Start-Up Profile: MemVerge
In software-defined memory technology that virtualizes different types of memory including DRAM and persistent memory
This is a Press Release edited by StorageNewsletter.com on July 23, 2020 at 2:18 pmCompany:
MemVerge, Inc.
HQ:
Milpitas, CA
Date founded:
2017
Financial funding:
Total of $43.5 million from storage investors Intel Capital, Cisco Investments, NetApp and SK hynix, as well as Gaorong Capital, Glory Ventures, Jerusalem Venture Partners, LDV Partners, Lightspeed Venture Partners, and northern light VC:
- seed round in 2017 but amount not revealed
- $24.5 million Series A in 2019
- $19 million in series B in 2020
Revenue:
Multiple PoCs installations expected to convert to sales during 2H20 and 1H21.
Founders:
Shuki Bruck, chairman, is the Gordon and Betty Moore professor of Computation and Neural System and Electrical Engineering at the California Institute of Technology (Caltech). He was the founding director of the Caltech (IST) program. and co-founded and served as chairman of XtremIO and Rainfinity.
Charles Fan, CEO, was formerly CTO of Cheetah Mobile leading its technology teams, and an SVP and/GM at VMware, founding the storage business unit that developed the Virtual SAN product. He also worked at EMC and was the founder of the EMC China R&D Center. He joined EMC via the acquisition of Rainfinity, where he was a co-founder and CTO.
Yue Li, CTO, previously worked as a senior post-doctoral scholar in memory systems at Caltech. He has research experience on both theoretical and experimental aspects of algorithms for non-volatile memories. His research has been published in journals and conferences on storage.
Number of employees:
Approximately 50
Technology:
Big memory software is a new class of software-defined memory technology that virtualizes different types of memory including DRAM and persistent memory. Once virtualized, the software-defined memory can be accessed with modification by applications, replicated, tiered, and recovered at memory speeds.
Products description:
Memory can be accessed without code changes, scale-out in clusters to provide the capacity needed by real-time analytics and AI/ML apps, and deliver enterprise data services for HA.
Memory machine software steamrolls 4 major limitations of in-memory computing:
1. Although not quite as fast as DRAM, it promises the ability to keep the data intact for fast in-memory start up and recovery.

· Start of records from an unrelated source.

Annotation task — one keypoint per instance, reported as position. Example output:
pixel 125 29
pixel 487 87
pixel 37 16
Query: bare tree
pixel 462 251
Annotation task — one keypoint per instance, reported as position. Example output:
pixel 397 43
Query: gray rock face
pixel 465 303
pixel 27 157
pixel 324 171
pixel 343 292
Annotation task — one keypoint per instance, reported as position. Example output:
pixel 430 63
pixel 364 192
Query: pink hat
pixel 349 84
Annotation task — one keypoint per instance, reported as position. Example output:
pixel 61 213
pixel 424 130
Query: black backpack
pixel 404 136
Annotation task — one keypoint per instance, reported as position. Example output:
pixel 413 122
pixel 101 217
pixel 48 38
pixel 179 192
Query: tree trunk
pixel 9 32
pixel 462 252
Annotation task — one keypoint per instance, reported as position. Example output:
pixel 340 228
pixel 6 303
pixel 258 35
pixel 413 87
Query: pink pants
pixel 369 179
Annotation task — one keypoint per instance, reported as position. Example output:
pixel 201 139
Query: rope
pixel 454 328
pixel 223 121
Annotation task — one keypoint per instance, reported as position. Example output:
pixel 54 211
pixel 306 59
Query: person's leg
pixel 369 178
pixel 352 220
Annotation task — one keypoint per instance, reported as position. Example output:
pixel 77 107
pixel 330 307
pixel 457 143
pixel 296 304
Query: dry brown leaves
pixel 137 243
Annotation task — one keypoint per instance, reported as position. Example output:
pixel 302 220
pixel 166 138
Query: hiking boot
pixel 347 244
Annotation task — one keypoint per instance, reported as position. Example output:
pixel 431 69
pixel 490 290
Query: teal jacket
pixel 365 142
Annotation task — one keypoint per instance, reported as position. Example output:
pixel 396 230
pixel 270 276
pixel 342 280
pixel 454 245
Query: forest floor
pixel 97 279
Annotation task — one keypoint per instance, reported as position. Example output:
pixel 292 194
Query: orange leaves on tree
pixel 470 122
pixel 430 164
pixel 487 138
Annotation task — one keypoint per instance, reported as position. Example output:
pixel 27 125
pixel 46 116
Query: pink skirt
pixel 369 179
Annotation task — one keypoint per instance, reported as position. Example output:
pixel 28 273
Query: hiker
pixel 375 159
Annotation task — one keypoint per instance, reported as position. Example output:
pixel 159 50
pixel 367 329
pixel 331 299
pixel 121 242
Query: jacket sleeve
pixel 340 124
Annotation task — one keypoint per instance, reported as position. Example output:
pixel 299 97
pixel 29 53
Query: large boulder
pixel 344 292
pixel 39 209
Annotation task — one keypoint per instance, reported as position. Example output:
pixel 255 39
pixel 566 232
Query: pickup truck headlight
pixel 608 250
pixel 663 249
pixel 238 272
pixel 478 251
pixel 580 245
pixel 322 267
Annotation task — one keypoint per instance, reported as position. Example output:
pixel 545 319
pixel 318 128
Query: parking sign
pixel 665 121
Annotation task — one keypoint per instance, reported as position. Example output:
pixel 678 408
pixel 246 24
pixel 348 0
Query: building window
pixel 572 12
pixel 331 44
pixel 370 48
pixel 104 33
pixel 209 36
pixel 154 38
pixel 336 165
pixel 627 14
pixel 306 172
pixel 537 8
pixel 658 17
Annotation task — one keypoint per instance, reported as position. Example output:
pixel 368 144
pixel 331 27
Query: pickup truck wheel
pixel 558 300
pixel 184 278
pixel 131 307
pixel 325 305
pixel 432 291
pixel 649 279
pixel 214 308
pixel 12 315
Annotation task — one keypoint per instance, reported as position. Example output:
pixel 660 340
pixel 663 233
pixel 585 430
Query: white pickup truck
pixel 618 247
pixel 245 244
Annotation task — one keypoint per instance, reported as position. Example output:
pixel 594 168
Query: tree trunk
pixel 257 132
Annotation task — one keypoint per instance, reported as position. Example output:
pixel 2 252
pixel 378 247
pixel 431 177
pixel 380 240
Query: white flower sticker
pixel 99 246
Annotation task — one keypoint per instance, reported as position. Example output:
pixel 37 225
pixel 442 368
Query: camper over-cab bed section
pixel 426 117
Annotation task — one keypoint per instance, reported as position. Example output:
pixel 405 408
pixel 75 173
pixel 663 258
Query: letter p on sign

2. Big memory software enables transparent access to PMEM – Without big memory software, applications must be modified to access PMEM, being a major obstacle to simple and fast deployment of PMEM and all its benefits. It responds by virtualizing DRAM and PMEM so its transparent memory service can do the work needed for applications to access PMEM without code changes.
3. Taking memory capacity to the next level – PMEM offers higher density memory modules. Big memory software allows DRAM and high-density PMEM to scale-out in a cluster to form giant memory lakes with hundreds of terabytes in a single pool.
4. Big memory software delivers data services for HA – It is a platform for an array of memory data services starting with snapshot, cloning, replication and fast recovery. These are the same type of data services that help disk and flash storage achieve HA, only performing at memory speeds.
In the years ahead, the data universe will continue to expand, and the new normal will be real-time analytics and AI/ML integrated into mainstream business apps, but only if in-memory computing infrastructure can keep pace. Big memory computing – where memory is abundant, persistent, and highly-available – will succeed to unleash big (real-time) data.
Released date:
- Memory machine early access release with special support – April 2020
- Memory machine availability release – September 2020
Price:
$5/GB/year of memory used
Roadmap
Partners:
- DRAM vendors: SK hynix (investor)
- Persistent memory vendors: Intel (investor)
- Server vendors: Cisco (investor), Penguin (solutions including memory machine SW)
- Storage vendors: NetApp (investor)
- Database vendors: Kx, Redis (solutions qualified by MemVerge)
Distributor:
Colfax
OEMs:
Penguin, HPE (joint solutions)
Customers:
Names confidential, but are in the high-frequency trading and M&E markets
Applications:
- Latency-sensitive transactional workloads such as trading applications in capital markets
- Memory-intensive applications in M&E, healthcare, and oil and gas
- AI/ML inference like fraud detection, image classification and recommendation engines
Target market:
Market for real-time data and applications that run in-memory. According to IDC, real-time data will comprise almost 25% of all data by 2024.